Two previous studies showed postmenopausal women with a recurrence score of 26 or greater using the 21-gene Oncotype Dx assay (Exact Sciences) would derive a survival benefit from adjuvant chemotherapy in addition to hormonal therapy, according to Yao.
“Therefore, we wanted to see if the Oncotype Dx score would be a better differentiator of who would benefit from adjuvant chemotherapy than a sentinel node biopsy,” she said.
Yao and colleagues also sought to examine distribution of the recurrence scores and identify clinical and demographic factors that correlated with a high score among this older patient population.
The analysis included 28,338 patients aged 70 years or older in the National Cancer Database who underwent treatment between 2010 and 2018 for hormone receptor-positive, HER2-negative, AJCC clinical stage T1 and T2 breast cancers.

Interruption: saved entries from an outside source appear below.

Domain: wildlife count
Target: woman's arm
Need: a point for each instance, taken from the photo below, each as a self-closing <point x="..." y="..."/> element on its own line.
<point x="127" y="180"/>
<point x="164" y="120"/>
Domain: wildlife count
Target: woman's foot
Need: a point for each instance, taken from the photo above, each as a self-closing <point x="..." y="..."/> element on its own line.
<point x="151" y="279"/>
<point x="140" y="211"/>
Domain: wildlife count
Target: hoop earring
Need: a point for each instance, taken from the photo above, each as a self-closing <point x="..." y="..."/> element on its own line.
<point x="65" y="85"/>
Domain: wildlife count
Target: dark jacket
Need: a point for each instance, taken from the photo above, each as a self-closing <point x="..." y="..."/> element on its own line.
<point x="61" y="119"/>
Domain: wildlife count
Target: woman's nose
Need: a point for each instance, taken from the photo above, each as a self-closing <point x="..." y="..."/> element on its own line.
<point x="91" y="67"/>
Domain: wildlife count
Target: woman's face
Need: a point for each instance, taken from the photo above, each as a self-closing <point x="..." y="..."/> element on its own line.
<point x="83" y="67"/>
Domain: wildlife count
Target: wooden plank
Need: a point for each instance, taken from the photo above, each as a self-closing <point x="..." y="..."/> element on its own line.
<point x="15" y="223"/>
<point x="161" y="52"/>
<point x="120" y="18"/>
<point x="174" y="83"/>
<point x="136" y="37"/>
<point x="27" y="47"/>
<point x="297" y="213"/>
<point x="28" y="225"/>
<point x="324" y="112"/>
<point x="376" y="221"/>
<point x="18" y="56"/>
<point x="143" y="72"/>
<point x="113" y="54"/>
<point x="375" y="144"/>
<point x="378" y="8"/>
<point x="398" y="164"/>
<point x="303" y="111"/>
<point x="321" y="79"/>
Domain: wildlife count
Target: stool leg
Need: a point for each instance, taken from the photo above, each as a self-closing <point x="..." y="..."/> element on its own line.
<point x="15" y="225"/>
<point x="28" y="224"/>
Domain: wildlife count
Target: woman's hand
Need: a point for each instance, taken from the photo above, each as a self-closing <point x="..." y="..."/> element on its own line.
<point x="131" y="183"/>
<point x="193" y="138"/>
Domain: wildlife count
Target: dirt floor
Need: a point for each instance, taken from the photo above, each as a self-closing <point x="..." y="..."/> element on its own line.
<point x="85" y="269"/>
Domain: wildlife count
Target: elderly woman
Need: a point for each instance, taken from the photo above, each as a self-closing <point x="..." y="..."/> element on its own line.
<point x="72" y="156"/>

Pathology examination showed 5,389 had node-positive disease and 22,698 had node-negative disease.
Researchers compared Oncotype scores between the node-positive and node-negative patients and used multivariable logistic regression, adjusted for patient and tumor characteristics, to evaluate factors associated with a score of 26 or greater.
Key findings
Results showed similar proportions of patients with recurrence scores of 26 or greater in the node-negative (13.1%) and node-positive (14.7%) groups.
A grade 3 tumor vs. grade 1 appeared most strongly associated with a high score for node-negative (OR = 18; 95% CI, 15.57-20.81) and node-positive (OR = 12.61; 95% CI, 9.16-17.34) patients, followed by PR status (OR = 7.19; 95% CI, 6.51-7.93 for node-negative; OR = 6.53; 95% CI, 5.22-8.16 for node-positive).
Patients with tumors greater than 2 cm also had a significantly higher likelihood of having a recurrence score of 26 or greater (P < .0001), as did those in the node-negative group covered by Medicaid (OR = 1.45; 95% CI, 1.04-2.03).
Hispanic patients had a lower likelihood of having a recurrence score of 26 or greater compared with Black and Asian patients.
Limitations of the study include selection bias, as Oncotype Dx testing is ordered at the discretion of the clinician.
Implications
After the presentation, Yao said many clinicians may be using sentinel node biopsy to make adjuvant radiation decisions, but it probably should not be used to make adjuvant chemotherapy decisions.
“Perhaps an Oncotype test might be a better option, or even just looking at the clinical tumor factors and the patient’s comorbidities or health status,” she said.